Buried deep in the roughly 5,500 pages of the most recent COVID relief legislation are two unexpected gifts for trademark owners. One of those gifts, the Trademark Modernization Act:

(a) Essentially overrules eBay v. MercExchange and creates a rebuttable presumption of irreparable harm on a finding of trademark infringement, including in instances of cybersquatting; and,

(b) Allows petitions to expunge or reexamine registered marks that are not or have never been used in commerce in connection with the goods and services listed in the registration. This process is available for marks less than 10 years old, but during the first 3 years of enactment, the process can be used with older marks.

Trademarks and service marks are hugely valuable assets in many businesses, especially franchises; and every mark owner is obligated by law to protect its marks. Too often, however, the legal path to protection is studded with speed bumps. Even if an infringement action succeeds, courts are too often reluctant to issue permanent injunctive relief, and meeting the eBay v. MercExchange standard for that relief is daunting. After spending thousands of dollars, a trademark owner may end up with only partial relief – not enough bang for the bucks!

Happily for trademark owners, the Trademark Modernization Act changes the injunction calculus. Injunctive relief will be a presumptive remedy for infringement; the defendant must rebut the presumption. This provides a real opportunity for owners to achieve meaningful and permanent relief.

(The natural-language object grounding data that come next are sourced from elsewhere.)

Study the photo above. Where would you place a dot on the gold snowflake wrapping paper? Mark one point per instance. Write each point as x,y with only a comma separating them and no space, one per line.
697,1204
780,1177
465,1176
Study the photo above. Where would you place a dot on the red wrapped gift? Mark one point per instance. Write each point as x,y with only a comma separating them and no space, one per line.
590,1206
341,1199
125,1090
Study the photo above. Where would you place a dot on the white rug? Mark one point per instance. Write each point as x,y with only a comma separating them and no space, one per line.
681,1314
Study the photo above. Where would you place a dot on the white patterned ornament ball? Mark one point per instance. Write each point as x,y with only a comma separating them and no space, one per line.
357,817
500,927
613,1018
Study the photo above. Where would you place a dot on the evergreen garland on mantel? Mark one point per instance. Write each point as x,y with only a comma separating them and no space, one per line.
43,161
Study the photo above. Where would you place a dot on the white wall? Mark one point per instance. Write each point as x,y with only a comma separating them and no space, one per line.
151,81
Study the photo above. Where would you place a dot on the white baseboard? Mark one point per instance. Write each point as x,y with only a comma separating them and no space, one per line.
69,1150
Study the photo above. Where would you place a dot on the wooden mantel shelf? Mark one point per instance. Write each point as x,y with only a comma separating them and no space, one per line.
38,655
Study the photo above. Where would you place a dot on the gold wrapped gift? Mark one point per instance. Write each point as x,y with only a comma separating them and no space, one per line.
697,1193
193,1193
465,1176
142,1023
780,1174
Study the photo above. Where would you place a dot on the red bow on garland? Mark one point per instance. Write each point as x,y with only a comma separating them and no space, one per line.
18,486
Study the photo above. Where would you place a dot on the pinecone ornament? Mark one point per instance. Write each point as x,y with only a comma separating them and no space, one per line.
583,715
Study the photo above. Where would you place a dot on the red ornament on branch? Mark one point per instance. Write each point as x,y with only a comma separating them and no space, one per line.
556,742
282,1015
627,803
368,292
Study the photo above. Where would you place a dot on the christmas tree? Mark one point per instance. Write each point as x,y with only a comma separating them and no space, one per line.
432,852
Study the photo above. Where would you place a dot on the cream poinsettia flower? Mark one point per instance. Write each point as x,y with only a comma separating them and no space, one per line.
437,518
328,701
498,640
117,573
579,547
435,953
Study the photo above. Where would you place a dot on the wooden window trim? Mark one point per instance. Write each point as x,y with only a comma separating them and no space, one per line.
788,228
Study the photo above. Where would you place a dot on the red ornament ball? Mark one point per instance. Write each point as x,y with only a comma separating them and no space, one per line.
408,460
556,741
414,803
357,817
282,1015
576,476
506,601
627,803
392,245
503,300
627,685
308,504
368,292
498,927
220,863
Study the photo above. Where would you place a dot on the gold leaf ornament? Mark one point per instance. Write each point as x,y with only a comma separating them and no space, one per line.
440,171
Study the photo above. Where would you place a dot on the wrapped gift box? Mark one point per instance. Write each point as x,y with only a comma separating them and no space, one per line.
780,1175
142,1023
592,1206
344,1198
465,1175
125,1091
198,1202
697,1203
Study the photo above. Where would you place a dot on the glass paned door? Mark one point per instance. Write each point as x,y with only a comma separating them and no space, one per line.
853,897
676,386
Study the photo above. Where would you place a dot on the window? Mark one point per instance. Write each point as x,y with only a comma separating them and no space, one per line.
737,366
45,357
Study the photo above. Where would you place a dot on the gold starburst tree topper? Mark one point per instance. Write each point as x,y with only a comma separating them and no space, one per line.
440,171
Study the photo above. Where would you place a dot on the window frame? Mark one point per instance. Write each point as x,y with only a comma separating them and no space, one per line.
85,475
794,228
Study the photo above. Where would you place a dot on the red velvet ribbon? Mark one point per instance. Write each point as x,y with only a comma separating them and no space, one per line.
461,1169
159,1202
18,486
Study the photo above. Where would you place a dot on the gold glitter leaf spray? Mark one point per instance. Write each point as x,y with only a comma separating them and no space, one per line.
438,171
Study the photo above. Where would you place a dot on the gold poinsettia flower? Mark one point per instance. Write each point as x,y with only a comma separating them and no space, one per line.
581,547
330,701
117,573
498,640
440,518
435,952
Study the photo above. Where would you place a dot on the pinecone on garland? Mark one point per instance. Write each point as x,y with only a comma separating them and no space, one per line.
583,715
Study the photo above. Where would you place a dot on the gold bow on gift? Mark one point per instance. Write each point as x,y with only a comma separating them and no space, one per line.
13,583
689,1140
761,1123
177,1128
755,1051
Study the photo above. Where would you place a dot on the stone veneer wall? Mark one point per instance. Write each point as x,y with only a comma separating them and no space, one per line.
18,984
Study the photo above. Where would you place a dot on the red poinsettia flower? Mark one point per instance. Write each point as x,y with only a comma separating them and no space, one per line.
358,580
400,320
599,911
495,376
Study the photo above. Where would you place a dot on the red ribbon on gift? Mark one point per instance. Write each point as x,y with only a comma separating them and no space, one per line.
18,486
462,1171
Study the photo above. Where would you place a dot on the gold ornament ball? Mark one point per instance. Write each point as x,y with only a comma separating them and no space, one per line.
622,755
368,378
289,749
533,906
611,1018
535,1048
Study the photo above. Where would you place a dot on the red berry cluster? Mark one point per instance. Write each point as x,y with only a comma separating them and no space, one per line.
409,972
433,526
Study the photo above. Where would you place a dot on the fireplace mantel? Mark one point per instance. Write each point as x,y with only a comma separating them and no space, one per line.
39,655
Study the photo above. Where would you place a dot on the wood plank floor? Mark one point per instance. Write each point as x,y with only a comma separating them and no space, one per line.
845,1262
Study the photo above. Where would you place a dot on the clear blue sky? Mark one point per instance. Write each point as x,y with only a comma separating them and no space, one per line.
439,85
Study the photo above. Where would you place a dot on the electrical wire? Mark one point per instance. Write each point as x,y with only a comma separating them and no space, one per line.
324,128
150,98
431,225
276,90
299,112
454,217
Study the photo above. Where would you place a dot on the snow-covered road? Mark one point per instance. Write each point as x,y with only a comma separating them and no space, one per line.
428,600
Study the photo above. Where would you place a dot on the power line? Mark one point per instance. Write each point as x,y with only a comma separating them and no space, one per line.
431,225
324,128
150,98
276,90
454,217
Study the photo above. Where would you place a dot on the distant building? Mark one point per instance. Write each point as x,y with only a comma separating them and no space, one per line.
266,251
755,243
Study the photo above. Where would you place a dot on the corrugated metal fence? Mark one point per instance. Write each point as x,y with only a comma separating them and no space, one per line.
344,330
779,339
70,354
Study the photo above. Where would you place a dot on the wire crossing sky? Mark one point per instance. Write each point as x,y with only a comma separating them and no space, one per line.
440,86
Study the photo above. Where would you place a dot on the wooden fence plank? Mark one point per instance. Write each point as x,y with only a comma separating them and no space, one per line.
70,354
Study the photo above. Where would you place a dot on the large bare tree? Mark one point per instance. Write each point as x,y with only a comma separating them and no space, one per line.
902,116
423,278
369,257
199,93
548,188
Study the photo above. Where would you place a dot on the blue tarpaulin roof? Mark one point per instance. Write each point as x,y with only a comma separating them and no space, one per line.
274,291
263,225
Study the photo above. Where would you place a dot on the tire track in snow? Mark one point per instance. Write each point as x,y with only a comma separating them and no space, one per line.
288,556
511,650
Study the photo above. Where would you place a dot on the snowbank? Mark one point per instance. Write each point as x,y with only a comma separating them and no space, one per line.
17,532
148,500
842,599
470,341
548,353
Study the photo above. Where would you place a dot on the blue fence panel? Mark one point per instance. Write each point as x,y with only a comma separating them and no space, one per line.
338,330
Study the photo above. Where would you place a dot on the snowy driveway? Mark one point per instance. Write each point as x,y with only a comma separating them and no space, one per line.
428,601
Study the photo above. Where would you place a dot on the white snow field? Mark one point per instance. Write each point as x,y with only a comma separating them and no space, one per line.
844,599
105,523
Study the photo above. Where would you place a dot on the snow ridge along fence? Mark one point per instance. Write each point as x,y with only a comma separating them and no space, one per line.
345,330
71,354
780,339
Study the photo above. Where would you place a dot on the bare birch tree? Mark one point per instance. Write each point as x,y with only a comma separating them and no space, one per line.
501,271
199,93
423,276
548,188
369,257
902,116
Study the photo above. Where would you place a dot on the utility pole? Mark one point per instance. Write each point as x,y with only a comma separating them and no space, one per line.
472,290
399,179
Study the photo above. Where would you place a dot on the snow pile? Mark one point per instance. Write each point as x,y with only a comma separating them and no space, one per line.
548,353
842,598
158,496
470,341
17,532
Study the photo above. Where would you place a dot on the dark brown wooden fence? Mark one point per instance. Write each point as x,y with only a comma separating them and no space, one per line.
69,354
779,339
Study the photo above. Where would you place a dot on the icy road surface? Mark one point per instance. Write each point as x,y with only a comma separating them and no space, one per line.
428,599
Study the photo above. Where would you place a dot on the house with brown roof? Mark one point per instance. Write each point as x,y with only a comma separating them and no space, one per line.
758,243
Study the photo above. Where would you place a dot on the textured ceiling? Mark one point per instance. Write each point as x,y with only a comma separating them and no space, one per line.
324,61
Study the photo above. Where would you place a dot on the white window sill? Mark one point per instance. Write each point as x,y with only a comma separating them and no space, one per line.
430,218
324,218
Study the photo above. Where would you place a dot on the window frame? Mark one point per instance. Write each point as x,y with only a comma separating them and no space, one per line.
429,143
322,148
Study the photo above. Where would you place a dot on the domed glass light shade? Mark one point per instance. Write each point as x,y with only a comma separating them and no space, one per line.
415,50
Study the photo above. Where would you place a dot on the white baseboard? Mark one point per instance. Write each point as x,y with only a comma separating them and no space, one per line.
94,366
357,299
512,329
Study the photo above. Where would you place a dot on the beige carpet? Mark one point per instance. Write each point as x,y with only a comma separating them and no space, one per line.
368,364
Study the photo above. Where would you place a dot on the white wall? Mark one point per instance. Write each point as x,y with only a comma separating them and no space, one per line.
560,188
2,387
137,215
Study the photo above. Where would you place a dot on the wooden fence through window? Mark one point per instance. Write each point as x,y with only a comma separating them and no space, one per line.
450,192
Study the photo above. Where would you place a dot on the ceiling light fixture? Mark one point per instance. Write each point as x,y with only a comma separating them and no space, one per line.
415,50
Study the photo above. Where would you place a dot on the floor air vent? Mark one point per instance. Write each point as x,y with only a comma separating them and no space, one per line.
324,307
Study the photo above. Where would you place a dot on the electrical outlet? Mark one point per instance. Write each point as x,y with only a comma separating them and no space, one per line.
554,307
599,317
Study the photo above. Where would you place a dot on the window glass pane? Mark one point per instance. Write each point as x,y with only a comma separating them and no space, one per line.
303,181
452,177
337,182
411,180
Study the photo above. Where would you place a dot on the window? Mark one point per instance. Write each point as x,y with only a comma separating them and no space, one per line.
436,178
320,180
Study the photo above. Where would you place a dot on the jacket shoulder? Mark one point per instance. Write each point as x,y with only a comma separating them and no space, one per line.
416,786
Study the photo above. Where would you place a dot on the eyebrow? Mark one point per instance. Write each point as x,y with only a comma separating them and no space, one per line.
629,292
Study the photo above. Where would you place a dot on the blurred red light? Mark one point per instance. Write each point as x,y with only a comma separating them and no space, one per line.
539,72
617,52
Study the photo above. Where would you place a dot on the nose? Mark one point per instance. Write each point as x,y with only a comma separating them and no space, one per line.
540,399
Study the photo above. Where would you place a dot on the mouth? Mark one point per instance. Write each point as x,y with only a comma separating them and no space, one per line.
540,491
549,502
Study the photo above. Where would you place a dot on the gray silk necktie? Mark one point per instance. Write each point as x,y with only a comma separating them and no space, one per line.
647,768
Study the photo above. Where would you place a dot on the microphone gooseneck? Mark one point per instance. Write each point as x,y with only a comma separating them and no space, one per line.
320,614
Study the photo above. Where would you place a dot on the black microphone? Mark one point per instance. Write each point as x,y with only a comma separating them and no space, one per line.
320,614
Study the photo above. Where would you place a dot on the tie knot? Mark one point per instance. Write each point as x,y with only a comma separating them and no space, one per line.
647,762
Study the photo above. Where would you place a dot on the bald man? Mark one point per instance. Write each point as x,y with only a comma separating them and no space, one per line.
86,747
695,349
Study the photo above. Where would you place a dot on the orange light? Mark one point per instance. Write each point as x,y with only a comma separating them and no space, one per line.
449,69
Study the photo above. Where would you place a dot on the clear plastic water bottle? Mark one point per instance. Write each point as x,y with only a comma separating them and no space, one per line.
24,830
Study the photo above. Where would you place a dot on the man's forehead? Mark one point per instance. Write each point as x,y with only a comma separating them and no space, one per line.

The second gift in the Modernization Act would have been helpful to me  years ago. I was an associate, helping a franchise client with a new concept. The client wanted to find the owner of a registered, uncontestable, but long-unused mark, to clear the way for the client’s chosen mark. I learned two things from the episode: (a) it’s difficult to challenge a long-standing but unused mark, and (b) if you don’t want to be found, the hills in northern Greenville (South Carolina) county are a good hiding place. (The latter situation has changed in the last 40 years.) Had the Modernization Act been law at the time, I might not have burned shoe leather trying to locate the owner. We could have filed a petition to expunge or reexamine the registration, rather than initiate a more burdensome cancellation proceeding.

While less important than reversing the injunctive relief standard for marks, this second change may be the basis for sweeping unused marks from registration, at least for classes in which the mark is not or has never been used.

And we all thought that that the bill was just 5,000 pages of COVID relief!